Frédéric and Emma pursue impossible romantic dreams. It would be an inexcusable romantic gesture
to elevate their characters, to hoist them on a pedestal beside Werther. But what happens to that driving passion, brought down from the clouds and injected into Flaubert's flawed, middlebrow characters? Is the fault in the education? In the escapist novels Emma mistook for reality? Or in the characters he choose, like a Greek god who takes it into his head to experiment--to grant a gift to mortals too great for them to bear? In how many ways can they fail the gift?
If the object and goal is "love" --the answer would be: as many ways as there are people on earth. Had fate granted Moreau an early death for Arnoux, and he and Madame Arnoux had married... there would have come the time when, letting down her white hair, he would have been repelled, as he was in the end... but probably a lot sooner, and without the "Platonic" distance to shield him from the realization.
Which leaves me with an impression of Flaubert, not strictly as a realist--but an idealist, a conflicted idealist whose realism sees through the romantic delusions, but clings to, and drives his idealism to an even higher level, incapable of realization... but one that nonetheless, persists. Unattainable, at least, when tied to animal passions: love, politics. But left open for other possibilities? Other outlets... writing great novels, perhaps?

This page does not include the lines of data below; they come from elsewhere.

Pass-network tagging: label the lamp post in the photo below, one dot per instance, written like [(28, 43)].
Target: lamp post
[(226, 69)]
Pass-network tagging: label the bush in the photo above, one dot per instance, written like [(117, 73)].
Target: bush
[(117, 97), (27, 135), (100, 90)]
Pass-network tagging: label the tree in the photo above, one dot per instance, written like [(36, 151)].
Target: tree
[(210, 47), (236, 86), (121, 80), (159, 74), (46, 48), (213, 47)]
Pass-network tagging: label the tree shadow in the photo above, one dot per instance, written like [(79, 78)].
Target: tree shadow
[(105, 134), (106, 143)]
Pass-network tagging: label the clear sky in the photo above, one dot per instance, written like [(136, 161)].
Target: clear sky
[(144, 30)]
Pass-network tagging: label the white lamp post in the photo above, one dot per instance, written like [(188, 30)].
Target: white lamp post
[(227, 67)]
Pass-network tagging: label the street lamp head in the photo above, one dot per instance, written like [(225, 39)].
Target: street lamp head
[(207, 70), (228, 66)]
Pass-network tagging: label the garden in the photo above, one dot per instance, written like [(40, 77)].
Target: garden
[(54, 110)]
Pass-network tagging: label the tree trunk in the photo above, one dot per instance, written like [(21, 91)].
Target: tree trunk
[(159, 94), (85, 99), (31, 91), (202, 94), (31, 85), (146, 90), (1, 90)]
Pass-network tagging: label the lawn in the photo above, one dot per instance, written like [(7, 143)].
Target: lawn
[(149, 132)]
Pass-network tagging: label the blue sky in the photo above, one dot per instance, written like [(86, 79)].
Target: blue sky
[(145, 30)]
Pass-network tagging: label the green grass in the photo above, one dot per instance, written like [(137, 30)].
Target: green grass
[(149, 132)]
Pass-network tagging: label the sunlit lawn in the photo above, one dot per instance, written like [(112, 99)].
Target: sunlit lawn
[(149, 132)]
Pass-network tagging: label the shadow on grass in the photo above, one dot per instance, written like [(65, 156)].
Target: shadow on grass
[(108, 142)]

I normally resist reading the author into the work, but hard not to think of Flaubert's hopelessly romantic mother and practical, scientifically minded father fighting for his allegiance. If he wrote as though channeling his father's mind, it may only have been to hush the beating of his mother's heart.
‘Human language is like a cracked kettle on which we beat out tunes for bears to dance to, while all the time we are wishing to move the stars to pity.’
— Flaubert, Madame Bovary
Have begun Musil's The Man Without Qualities. This may take the better part of the summer!
Fifty pages and I'm enthralled. What a wonderful complement and contrast to the other two great prolix modernists--Joyce and Proust.
Someday, someone will come along equal to the task--to compare the three. In generations to come, I have no doubt they will be read as a co-equal trinity of early 20th Century fiction.